Thanks.
I'd like to follow up on that same line of questioning.
My riding is in central east Ontario, the former Victoria County, now Kawartha Lakes. I was speaking yesterday with a dairy farmer who also sits on the Ontario board. He told me that in my riding there are about 70 dairy producers and that in the past month, four of them decided to pack it in. He had spoken to them, and it wasn't my sense that they had made a business decision in a stable market, but a decision under duress, and that people had lost hope and were leaving the industry.

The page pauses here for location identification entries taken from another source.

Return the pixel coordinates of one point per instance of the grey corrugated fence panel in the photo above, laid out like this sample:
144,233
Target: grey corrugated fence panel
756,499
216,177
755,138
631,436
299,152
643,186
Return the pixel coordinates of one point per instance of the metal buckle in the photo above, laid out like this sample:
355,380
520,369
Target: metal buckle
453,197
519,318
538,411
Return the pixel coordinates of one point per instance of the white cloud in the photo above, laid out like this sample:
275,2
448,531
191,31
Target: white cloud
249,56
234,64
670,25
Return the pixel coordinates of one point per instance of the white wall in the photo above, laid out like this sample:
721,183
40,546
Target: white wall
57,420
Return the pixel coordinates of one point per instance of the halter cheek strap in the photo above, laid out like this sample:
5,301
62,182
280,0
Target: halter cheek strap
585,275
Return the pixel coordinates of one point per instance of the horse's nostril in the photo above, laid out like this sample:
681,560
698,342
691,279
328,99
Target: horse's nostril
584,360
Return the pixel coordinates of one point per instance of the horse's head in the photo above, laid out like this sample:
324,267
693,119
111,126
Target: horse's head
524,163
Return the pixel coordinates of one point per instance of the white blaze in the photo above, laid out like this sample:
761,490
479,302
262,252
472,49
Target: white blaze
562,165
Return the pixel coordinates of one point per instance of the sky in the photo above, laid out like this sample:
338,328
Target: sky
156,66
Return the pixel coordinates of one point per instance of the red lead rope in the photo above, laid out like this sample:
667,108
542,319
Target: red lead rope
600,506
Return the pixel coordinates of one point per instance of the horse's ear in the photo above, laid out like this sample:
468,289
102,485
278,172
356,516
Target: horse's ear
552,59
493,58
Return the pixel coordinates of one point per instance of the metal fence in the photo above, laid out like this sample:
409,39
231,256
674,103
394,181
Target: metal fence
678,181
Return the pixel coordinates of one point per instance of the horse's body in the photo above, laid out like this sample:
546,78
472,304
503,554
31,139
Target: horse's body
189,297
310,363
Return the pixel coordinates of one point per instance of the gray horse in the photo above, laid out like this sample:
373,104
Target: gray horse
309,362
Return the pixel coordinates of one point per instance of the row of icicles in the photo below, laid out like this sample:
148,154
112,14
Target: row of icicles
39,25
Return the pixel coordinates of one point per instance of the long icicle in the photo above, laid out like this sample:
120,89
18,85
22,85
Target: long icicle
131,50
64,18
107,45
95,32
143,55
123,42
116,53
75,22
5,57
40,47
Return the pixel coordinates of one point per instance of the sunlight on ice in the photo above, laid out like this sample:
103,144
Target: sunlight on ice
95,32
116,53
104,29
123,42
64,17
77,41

So I go back to the question I asked really quickly at the end of the last round, that I feel as though we're hearing two very different stories, one from you here today that dairy is a relatively stable industry and that things are generally okay, other than for some manageable issues. Yet I hear an entirely different story when I'm in my riding and I talk to dairy farmers, including some who have been in the business for 30 or 40 years, who are saying that the combination of the long-term threat from the WTO talks and the impact of changes to MPCs and their growth, and where they see that going, is making them feel very pessimistic about the future.
So when we heard from the Dairy Farmers recently, their point was that:
Unrestricted protein imports could increase non-fat solids surpluses beyond 100 million kilograms. This is more than the system can bear and will lead to the collapse of the domestic price structure for non-fat solids, putting a very quick end to supply management in Canadian dairy production.
To me, that falls under the category of crying wolf. I guess often when you cry wolf there is no wolf there, but sometimes you cry wolf because there actually is a wolf there.
So my question is, how is it that the Dairy Farmers of Canada and the Dairy Farmers of Ontario are, in your opinion, so far off the mark in terms of their very real fears about the near future?